Gary Bettman says he’s “sorry.” Sorry for the lockout. Sorry for the whole “no hockey” thing. Sorry for Russell Crowe’s singing voice in Les Miz. Any more sorry and the NHL commissioner would be legally required to submit to a two-part interview with Oprah.
Jeremy Jacobs—the man who owns the Boston Bruins, serves as chairman of the NHL board of governors, and is so cheap he would fistfight a hobo over a nickel—would like it known that he, too, is sorry. In fact, he’s so sorry that he’s “truly sorry.” Jacobs went on: “Our only interest now is to focus on what this great game can provide to the best sports fans in the world. Now gimme that five cents, Boxcar McGee!”

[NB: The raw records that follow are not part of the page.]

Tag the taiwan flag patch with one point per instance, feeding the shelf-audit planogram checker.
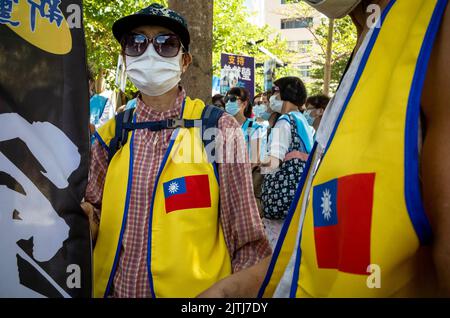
(342, 223)
(184, 193)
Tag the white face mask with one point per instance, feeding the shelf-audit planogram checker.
(334, 8)
(275, 104)
(153, 74)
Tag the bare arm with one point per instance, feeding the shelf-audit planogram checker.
(243, 284)
(435, 164)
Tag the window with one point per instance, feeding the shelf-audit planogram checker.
(304, 70)
(304, 46)
(299, 46)
(296, 23)
(293, 46)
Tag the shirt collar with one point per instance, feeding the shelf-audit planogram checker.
(148, 113)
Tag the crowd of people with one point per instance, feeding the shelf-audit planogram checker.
(167, 229)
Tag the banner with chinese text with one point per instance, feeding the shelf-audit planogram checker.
(45, 247)
(237, 71)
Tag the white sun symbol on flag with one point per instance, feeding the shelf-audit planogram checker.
(326, 205)
(173, 187)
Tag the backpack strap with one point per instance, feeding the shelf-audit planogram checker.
(121, 134)
(210, 119)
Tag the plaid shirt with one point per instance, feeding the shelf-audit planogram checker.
(242, 226)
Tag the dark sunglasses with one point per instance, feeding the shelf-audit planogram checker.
(166, 45)
(230, 98)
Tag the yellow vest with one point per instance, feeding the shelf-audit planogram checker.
(357, 224)
(187, 252)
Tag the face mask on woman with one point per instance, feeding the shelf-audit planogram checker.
(308, 117)
(259, 110)
(266, 116)
(232, 108)
(275, 104)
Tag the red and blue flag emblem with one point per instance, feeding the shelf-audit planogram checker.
(184, 193)
(342, 223)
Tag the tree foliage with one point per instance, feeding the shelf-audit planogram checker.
(344, 41)
(233, 33)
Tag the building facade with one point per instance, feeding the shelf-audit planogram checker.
(294, 22)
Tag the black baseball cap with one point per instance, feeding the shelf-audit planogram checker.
(155, 14)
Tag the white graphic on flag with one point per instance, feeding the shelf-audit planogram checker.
(326, 205)
(31, 215)
(173, 187)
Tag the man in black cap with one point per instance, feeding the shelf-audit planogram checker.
(166, 230)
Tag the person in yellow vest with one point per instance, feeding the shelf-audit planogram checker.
(372, 215)
(172, 220)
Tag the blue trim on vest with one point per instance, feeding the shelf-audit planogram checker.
(358, 74)
(362, 66)
(413, 195)
(293, 207)
(216, 172)
(101, 141)
(150, 223)
(182, 108)
(287, 223)
(124, 219)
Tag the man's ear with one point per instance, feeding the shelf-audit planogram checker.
(187, 60)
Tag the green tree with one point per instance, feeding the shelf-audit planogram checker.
(326, 57)
(232, 33)
(344, 41)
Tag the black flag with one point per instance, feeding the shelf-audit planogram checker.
(45, 248)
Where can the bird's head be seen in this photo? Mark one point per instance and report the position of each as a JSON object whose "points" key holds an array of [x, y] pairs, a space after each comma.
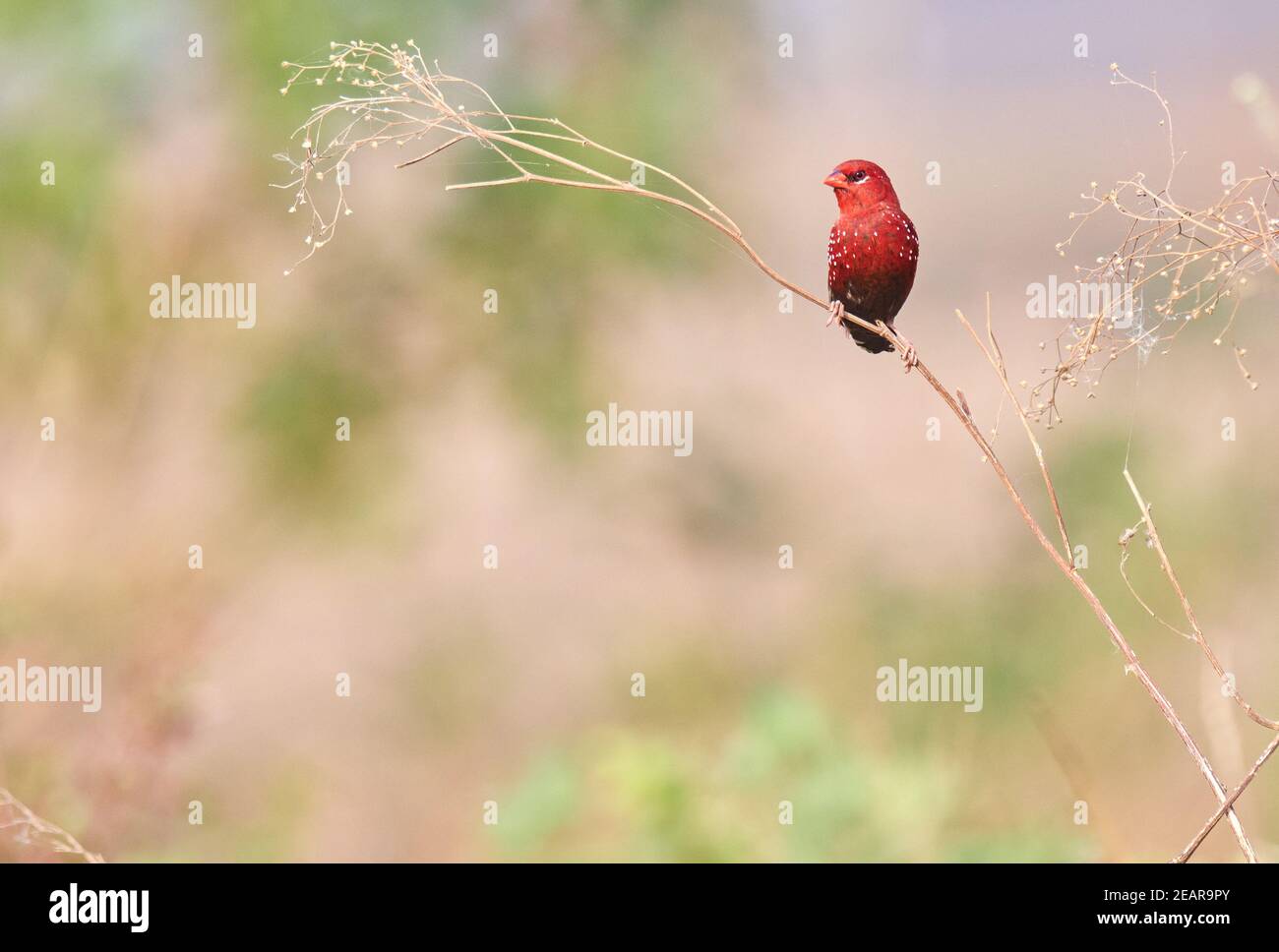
{"points": [[860, 184]]}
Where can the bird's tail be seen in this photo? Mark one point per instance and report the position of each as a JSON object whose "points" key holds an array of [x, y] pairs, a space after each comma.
{"points": [[868, 340]]}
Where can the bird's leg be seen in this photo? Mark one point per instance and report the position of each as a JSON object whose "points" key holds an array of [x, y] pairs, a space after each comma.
{"points": [[908, 357]]}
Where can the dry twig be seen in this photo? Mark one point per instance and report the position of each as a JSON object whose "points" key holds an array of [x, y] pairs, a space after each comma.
{"points": [[400, 99], [29, 829]]}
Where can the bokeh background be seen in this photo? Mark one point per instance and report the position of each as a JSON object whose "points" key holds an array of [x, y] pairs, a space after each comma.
{"points": [[513, 685]]}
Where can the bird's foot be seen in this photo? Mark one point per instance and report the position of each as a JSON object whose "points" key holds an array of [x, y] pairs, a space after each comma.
{"points": [[908, 357]]}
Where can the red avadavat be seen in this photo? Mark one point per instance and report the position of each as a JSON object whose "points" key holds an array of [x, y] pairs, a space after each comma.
{"points": [[873, 253]]}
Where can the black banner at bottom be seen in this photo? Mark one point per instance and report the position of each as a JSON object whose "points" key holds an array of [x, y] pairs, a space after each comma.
{"points": [[329, 901]]}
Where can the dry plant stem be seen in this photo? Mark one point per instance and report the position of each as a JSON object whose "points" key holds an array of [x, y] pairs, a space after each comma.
{"points": [[17, 816], [401, 84], [1197, 632], [1229, 802], [997, 361]]}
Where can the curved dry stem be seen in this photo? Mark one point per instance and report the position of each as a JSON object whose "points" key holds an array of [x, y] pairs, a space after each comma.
{"points": [[27, 829], [405, 101]]}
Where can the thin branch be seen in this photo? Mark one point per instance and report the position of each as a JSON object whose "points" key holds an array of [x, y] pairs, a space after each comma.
{"points": [[1229, 802], [400, 85], [1197, 632]]}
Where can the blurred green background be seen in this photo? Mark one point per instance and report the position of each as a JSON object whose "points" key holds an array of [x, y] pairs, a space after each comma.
{"points": [[513, 685]]}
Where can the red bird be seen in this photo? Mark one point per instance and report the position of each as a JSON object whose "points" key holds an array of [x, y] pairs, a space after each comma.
{"points": [[871, 256]]}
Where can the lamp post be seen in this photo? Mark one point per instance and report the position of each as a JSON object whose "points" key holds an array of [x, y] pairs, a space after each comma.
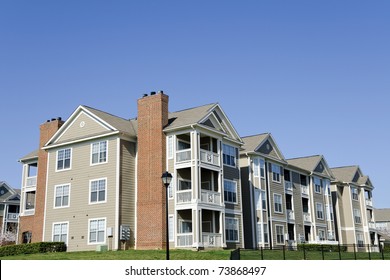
{"points": [[166, 178]]}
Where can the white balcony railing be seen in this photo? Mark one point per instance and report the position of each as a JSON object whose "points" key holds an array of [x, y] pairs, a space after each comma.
{"points": [[369, 202], [184, 240], [184, 196], [12, 216], [212, 239], [288, 186], [211, 197], [31, 181], [305, 190], [209, 157], [306, 217], [183, 155], [290, 215]]}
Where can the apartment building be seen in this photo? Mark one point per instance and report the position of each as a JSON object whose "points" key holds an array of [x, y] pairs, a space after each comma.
{"points": [[288, 201], [9, 208], [95, 173], [352, 200]]}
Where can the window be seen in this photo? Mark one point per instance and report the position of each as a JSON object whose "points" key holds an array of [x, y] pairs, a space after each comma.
{"points": [[231, 229], [229, 155], [60, 232], [321, 234], [98, 191], [259, 167], [171, 229], [355, 194], [99, 152], [97, 230], [230, 191], [276, 171], [278, 203], [279, 234], [356, 214], [170, 147], [360, 239], [317, 185], [320, 211], [61, 196], [63, 159]]}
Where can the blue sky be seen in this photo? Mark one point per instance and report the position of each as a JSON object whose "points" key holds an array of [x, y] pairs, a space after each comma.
{"points": [[313, 73]]}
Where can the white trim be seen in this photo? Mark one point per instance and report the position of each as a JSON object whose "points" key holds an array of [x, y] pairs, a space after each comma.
{"points": [[89, 231], [70, 164], [55, 192], [106, 191], [91, 154], [117, 194]]}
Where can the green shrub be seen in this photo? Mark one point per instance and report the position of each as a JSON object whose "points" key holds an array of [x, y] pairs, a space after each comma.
{"points": [[32, 248]]}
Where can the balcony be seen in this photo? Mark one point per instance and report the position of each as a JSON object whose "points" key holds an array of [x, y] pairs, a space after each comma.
{"points": [[184, 240], [31, 181], [209, 157], [290, 215], [305, 190], [184, 196], [212, 240], [12, 216], [183, 155], [306, 217], [288, 186], [211, 197]]}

Jacobs is not alone. Pretty much all NHL owners are saying they’re sorry for doing that thing they did for 113 consecutive days and planned to do for a year before that and will probably do again at the next possible opportunity. It’s not an emotion—it’s a marketing strategy. Real hockey fans know Gary Bettman hasn’t truly been sorry since Gap Kids stopped making his favourite blazer. (An aside: he’s been commissioner for 20 years, but when they show Bettman at a game, I always imagine him whispering to his guest, “What’s ‘icing’ mean?”)
Watching the owners pretend they’re so sorry, so profoundly saddened, has made me angrier than the lockout itself. But what am I going to do—not watch the games? These bedsores aren’t going to create themselves.
Hockey is back! A deal was brokered. The agreement was ratified. Players gathered for training camp or, as it was known this year: Tuesday. The 2013 regular season will extend to the end of April, which means the Stanley Cup final will conclude right around the third game of next season. Let me know how it ends—I’ll be Christmas shopping.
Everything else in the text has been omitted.